Figure 5

UBF depletion does not affect DNA methylation and other heterochromatic markers.

(A) Knockdown of UBF expression by siRNA. Human liver cancer cell (HepG2) was transfected with control or UBF siRNA and protein samples were harvested and analyzed by Western blot (UBF and β-actin) 48 h after transfection. The gels have been run under the same experimental conditions.

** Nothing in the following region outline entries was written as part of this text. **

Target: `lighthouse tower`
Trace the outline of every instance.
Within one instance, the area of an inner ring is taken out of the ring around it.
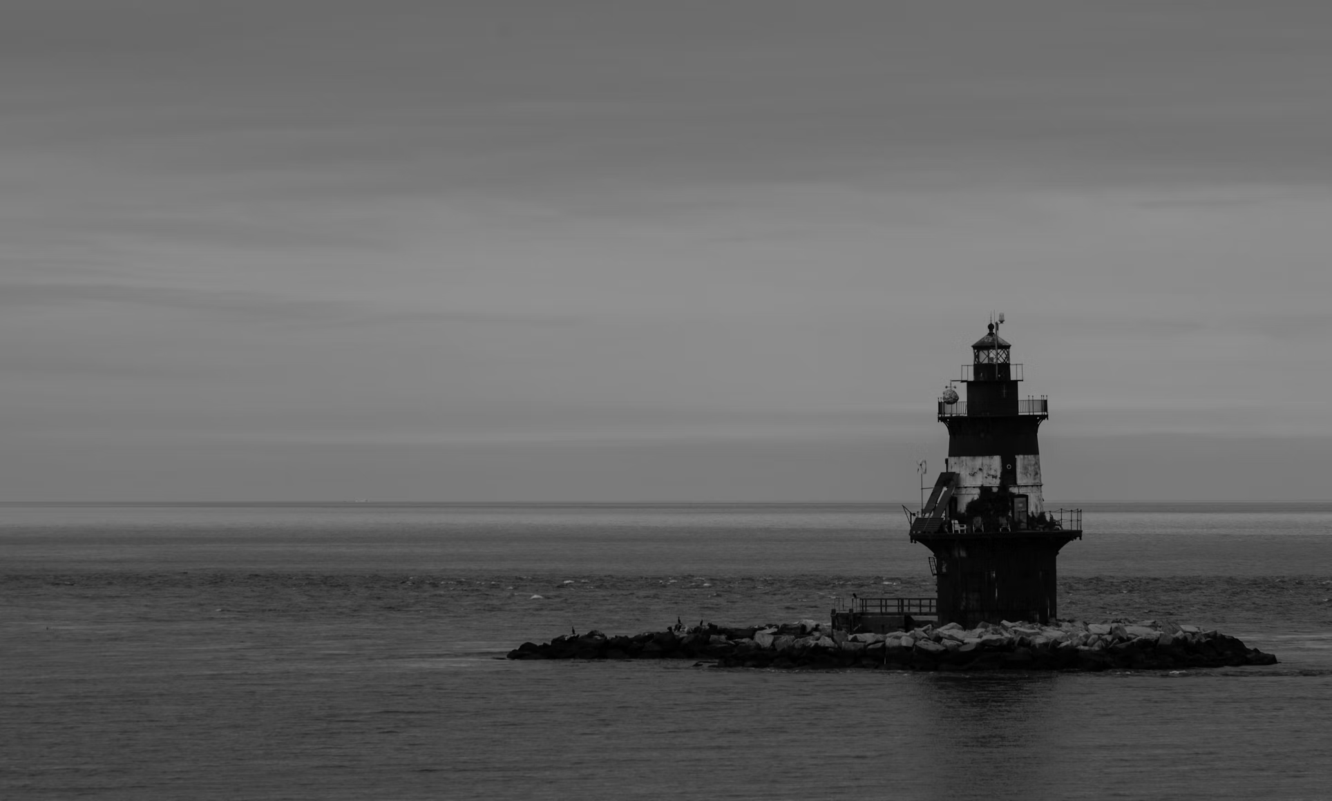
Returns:
[[[911,542],[934,552],[939,623],[1048,623],[1058,609],[1055,558],[1082,539],[1082,510],[1046,508],[1036,428],[1050,416],[1048,400],[1020,395],[1022,365],[999,335],[1002,323],[1002,314],[990,322],[939,398],[946,470],[911,522]]]

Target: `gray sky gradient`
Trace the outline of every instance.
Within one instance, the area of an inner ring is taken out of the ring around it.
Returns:
[[[1325,3],[3,5],[0,498],[1327,496]]]

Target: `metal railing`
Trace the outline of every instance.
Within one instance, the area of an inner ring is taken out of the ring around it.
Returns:
[[[1008,370],[1008,381],[1022,381],[1022,362],[1014,362],[1012,365],[1010,365],[1008,362],[986,363],[986,365],[963,365],[962,378],[959,378],[958,381],[975,381],[976,367],[980,367],[984,371],[1006,367]]]
[[[1064,531],[1082,531],[1082,510],[1046,510],[1046,522]]]
[[[1007,416],[1011,415],[1010,411],[1012,406],[1003,407],[996,403],[986,403],[984,406],[978,406],[971,403],[968,406],[967,400],[958,400],[956,403],[946,403],[939,400],[939,418],[979,418],[979,416]],[[1050,399],[1048,398],[1019,398],[1018,399],[1018,414],[1020,415],[1039,415],[1043,418],[1050,416]]]
[[[862,615],[938,615],[932,597],[858,597],[856,612]]]

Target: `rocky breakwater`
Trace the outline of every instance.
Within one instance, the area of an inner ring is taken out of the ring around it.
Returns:
[[[750,628],[713,624],[634,636],[593,631],[523,643],[509,659],[693,659],[734,668],[1106,671],[1271,665],[1276,657],[1216,631],[1156,620],[1003,621],[847,633],[813,620]]]

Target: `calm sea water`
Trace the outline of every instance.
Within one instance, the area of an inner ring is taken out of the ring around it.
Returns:
[[[1332,504],[1084,510],[1063,616],[1219,627],[1281,664],[497,659],[930,593],[896,506],[0,504],[0,794],[1332,797]]]

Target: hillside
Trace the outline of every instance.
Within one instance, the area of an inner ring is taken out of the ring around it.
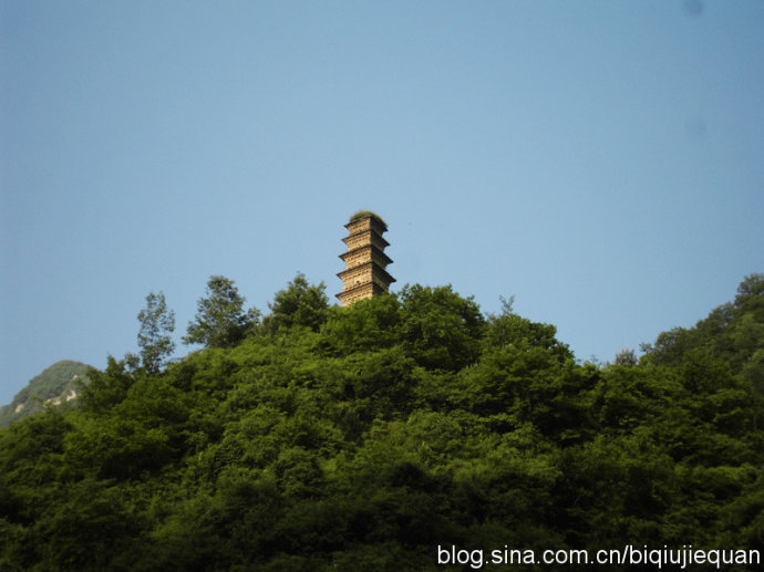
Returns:
[[[59,405],[71,402],[79,391],[78,379],[85,377],[89,367],[69,360],[47,367],[40,375],[32,377],[10,404],[0,407],[0,427],[42,412],[47,403]]]
[[[205,349],[163,363],[144,337],[91,371],[80,408],[0,430],[0,569],[475,570],[505,549],[692,545],[757,570],[762,283],[741,284],[732,331],[606,365],[450,287],[330,308],[298,277],[244,330],[227,289],[226,315],[199,304]]]

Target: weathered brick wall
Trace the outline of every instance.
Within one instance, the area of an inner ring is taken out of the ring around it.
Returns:
[[[359,300],[374,295],[374,292],[388,290],[384,269],[391,262],[382,252],[388,241],[382,238],[386,230],[384,223],[366,217],[345,225],[348,236],[342,241],[348,247],[343,260],[345,270],[340,272],[342,292],[337,294],[342,305],[350,305]],[[392,279],[394,281],[394,279]]]

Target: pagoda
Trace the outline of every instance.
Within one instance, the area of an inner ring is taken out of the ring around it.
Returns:
[[[390,246],[382,238],[388,230],[384,220],[373,212],[361,210],[350,217],[344,228],[348,229],[348,236],[342,242],[348,251],[340,254],[345,269],[337,274],[342,280],[342,292],[337,298],[347,306],[386,292],[395,279],[385,270],[392,260],[384,253],[384,248]]]

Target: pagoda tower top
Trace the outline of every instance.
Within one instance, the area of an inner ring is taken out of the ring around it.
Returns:
[[[390,243],[382,238],[388,230],[382,217],[370,210],[360,210],[350,217],[344,228],[348,236],[342,241],[348,251],[340,254],[345,269],[337,274],[342,280],[342,292],[337,298],[347,306],[386,292],[395,279],[385,270],[392,260],[384,253]]]

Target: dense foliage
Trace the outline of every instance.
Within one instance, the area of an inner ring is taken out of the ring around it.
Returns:
[[[79,410],[0,431],[0,569],[424,571],[443,568],[438,544],[764,550],[764,293],[747,282],[639,363],[601,366],[448,287],[343,309],[298,277],[237,345],[158,371],[111,358]]]

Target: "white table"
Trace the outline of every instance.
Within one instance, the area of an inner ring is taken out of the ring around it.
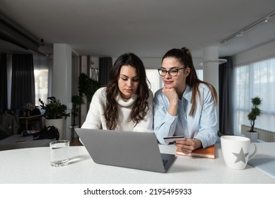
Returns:
[[[255,158],[275,158],[275,143],[257,144]],[[70,146],[69,164],[59,168],[49,165],[49,147],[4,151],[0,151],[0,183],[275,183],[275,177],[249,165],[242,170],[230,169],[221,144],[216,149],[216,159],[177,156],[166,173],[96,164],[83,146]],[[160,150],[175,153],[173,145],[160,145]]]

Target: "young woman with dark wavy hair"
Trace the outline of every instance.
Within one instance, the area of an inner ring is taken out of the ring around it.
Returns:
[[[107,87],[93,96],[82,128],[153,132],[153,93],[142,61],[121,55],[110,71]]]
[[[186,47],[166,52],[158,69],[164,86],[155,93],[154,131],[163,137],[185,136],[176,146],[185,153],[205,148],[217,139],[217,93],[213,86],[197,76],[190,51]]]

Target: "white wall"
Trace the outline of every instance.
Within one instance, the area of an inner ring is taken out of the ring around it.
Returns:
[[[275,55],[275,40],[266,43],[233,57],[233,65],[238,66]]]

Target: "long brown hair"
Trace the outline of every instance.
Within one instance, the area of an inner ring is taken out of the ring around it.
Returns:
[[[163,56],[162,61],[163,61],[163,59],[167,57],[175,58],[183,66],[190,68],[190,73],[189,74],[186,79],[187,84],[189,86],[192,90],[192,105],[189,114],[189,115],[194,116],[195,108],[196,108],[197,94],[199,94],[199,100],[201,101],[201,95],[199,91],[199,83],[204,83],[209,88],[211,92],[212,97],[214,99],[215,105],[217,105],[218,104],[217,92],[215,88],[211,84],[201,81],[198,78],[198,76],[196,73],[196,69],[194,66],[193,59],[190,50],[189,50],[186,47],[182,47],[181,49],[172,49],[166,52],[166,54]]]
[[[120,69],[124,65],[129,65],[136,69],[139,76],[139,87],[136,90],[136,100],[134,103],[129,121],[133,121],[135,124],[144,120],[148,110],[149,87],[146,78],[145,68],[142,61],[133,53],[121,55],[115,62],[110,71],[110,81],[106,88],[106,110],[105,117],[106,126],[109,130],[114,130],[117,125],[118,105],[115,97],[119,93],[117,79]],[[149,82],[148,82],[149,83]]]

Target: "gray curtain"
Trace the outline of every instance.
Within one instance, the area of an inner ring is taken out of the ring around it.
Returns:
[[[218,66],[219,131],[233,134],[233,66],[232,57]]]
[[[13,54],[11,108],[17,110],[24,104],[35,104],[33,54]]]
[[[0,57],[0,112],[8,109],[8,86],[6,71],[6,54]]]
[[[100,87],[106,86],[109,82],[109,73],[112,66],[111,57],[99,58],[99,84]]]

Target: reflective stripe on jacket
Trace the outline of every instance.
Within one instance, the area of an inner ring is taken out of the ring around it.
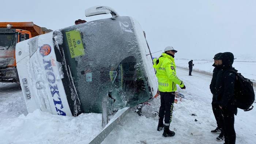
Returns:
[[[176,84],[181,87],[184,86],[183,83],[176,75],[176,66],[172,56],[162,53],[158,60],[155,59],[154,61],[153,67],[157,71],[159,91],[175,91],[177,89]]]

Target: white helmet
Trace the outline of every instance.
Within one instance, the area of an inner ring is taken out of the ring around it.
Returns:
[[[174,53],[177,53],[177,52],[178,52],[177,51],[174,50],[172,46],[168,46],[167,47],[165,48],[165,52],[168,51],[169,50],[172,50]]]

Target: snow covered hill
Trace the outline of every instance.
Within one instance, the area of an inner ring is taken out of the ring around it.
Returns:
[[[209,88],[211,77],[196,72],[189,76],[188,71],[178,68],[177,71],[187,88],[178,90],[185,98],[178,99],[174,104],[170,126],[176,133],[174,137],[163,137],[162,131],[156,130],[158,117],[153,115],[152,111],[158,111],[160,98],[158,98],[150,103],[151,106],[143,107],[143,116],[134,113],[135,107],[132,109],[102,143],[223,143],[216,141],[218,135],[210,132],[216,126]],[[238,110],[235,117],[237,144],[256,141],[256,109],[248,112]],[[197,116],[192,116],[192,113]],[[83,114],[74,117],[53,115],[38,110],[28,114],[19,85],[0,83],[0,144],[87,143],[102,129],[101,125],[101,115],[99,114]],[[202,132],[202,135],[188,133],[190,127]]]
[[[176,61],[175,63],[177,66],[188,68],[188,63],[190,60],[178,59]],[[195,64],[195,66],[193,67],[194,69],[212,73],[214,68],[212,66],[214,63],[213,60],[193,60],[193,62]],[[245,77],[256,82],[256,61],[249,60],[239,61],[236,59],[234,60],[233,65],[238,70],[238,72],[242,73]]]

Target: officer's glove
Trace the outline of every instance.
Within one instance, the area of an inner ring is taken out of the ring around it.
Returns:
[[[185,85],[184,85],[184,86],[183,87],[181,87],[180,88],[181,88],[182,89],[184,89],[185,90],[186,89],[186,87],[185,87]]]

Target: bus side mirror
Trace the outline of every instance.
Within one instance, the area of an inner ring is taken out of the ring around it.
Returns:
[[[109,14],[112,15],[112,18],[119,16],[117,13],[113,8],[106,6],[95,6],[85,10],[85,16],[87,17],[94,15]]]

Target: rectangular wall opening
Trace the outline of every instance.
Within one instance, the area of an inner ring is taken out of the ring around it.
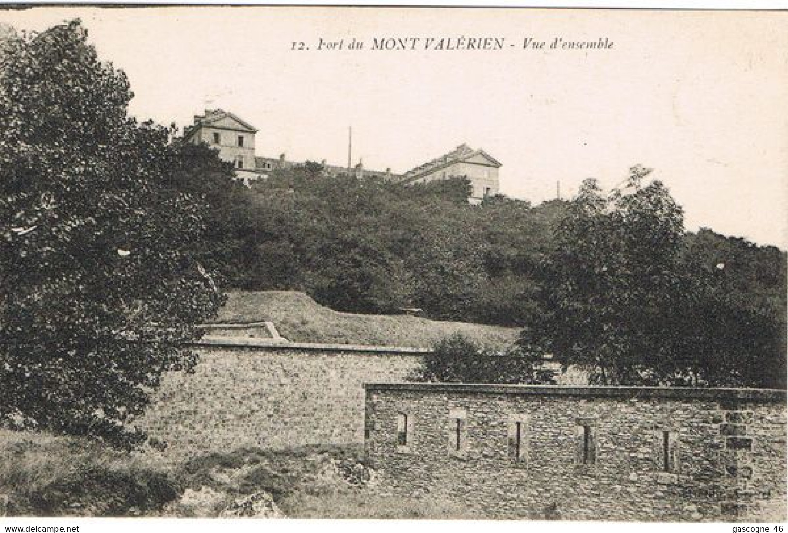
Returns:
[[[464,457],[466,448],[466,414],[462,409],[452,409],[448,420],[448,453],[455,457]]]

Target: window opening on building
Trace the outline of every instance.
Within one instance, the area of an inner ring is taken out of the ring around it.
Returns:
[[[396,444],[398,446],[407,445],[407,415],[404,413],[396,416]]]
[[[452,409],[449,412],[448,453],[455,457],[465,457],[466,452],[466,412]]]
[[[525,415],[515,415],[509,420],[509,459],[524,463],[528,457],[528,419]]]
[[[578,419],[575,462],[593,464],[597,462],[597,431],[594,420]]]
[[[654,464],[663,472],[677,474],[681,470],[678,431],[660,427],[654,430]]]

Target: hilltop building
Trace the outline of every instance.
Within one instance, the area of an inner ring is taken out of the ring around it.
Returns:
[[[304,161],[289,161],[284,154],[279,157],[259,156],[255,154],[255,134],[258,129],[246,121],[229,111],[221,109],[206,110],[202,115],[195,115],[194,124],[184,132],[187,142],[195,144],[206,144],[219,151],[219,158],[232,163],[238,178],[249,183],[267,177],[273,170],[290,170],[303,166]],[[365,169],[359,161],[352,169],[329,165],[325,159],[320,162],[323,175],[355,175],[359,179],[380,177],[399,181],[401,176],[392,173],[391,169],[374,170]]]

The full-length blot is presented in Supplementary Figure 2A. (B) Levels of UBF mRNA and pre-rRNA were determined by RT-QPCR. The data are derived from three different independent experiments. **p < 0.01, *0.01 < p < 0.05, Student’s t-test was done for cells transfected with or without UBF siRNA. (C) Depletion of UBF does not affect the methylation status of rDNA promoter. DNA was isolated from HepG2 cells transfected with control siRNA or UBF siRNA and digested with MspI or HpaII. The promoter region of human rDNA was then amplified with the primers flanking the CCGG site at −9. Only the methylated CpG dimer was resistant to cleavage with HpaII, it can yield a fragment of 100 nt that is amplified from −57 to +43 of rDNA, whereas unmethylated DNA would be cleaved and no PCR product would be amplified. Student’s t-test was performed between cells transfected with or without UBF siRNA. (D–F) Depletion of UBF does not alter the binding of SNF2H or histone modifications associated with the silencing of rDNA mediated by NoRC. ChIP-QPCR analysis of different regions of rDNA in HepG2 cells transfected with control or UBF siRNA using antibodies against SNF2H (D), H3K9m2 (E), H3K27me3 (F). The ratio of rDNA occupancy between UBF knockdown cells and control cells was calculated for each antibody. Student’s t-test was performed between cells transfected with or without UBF siRNA.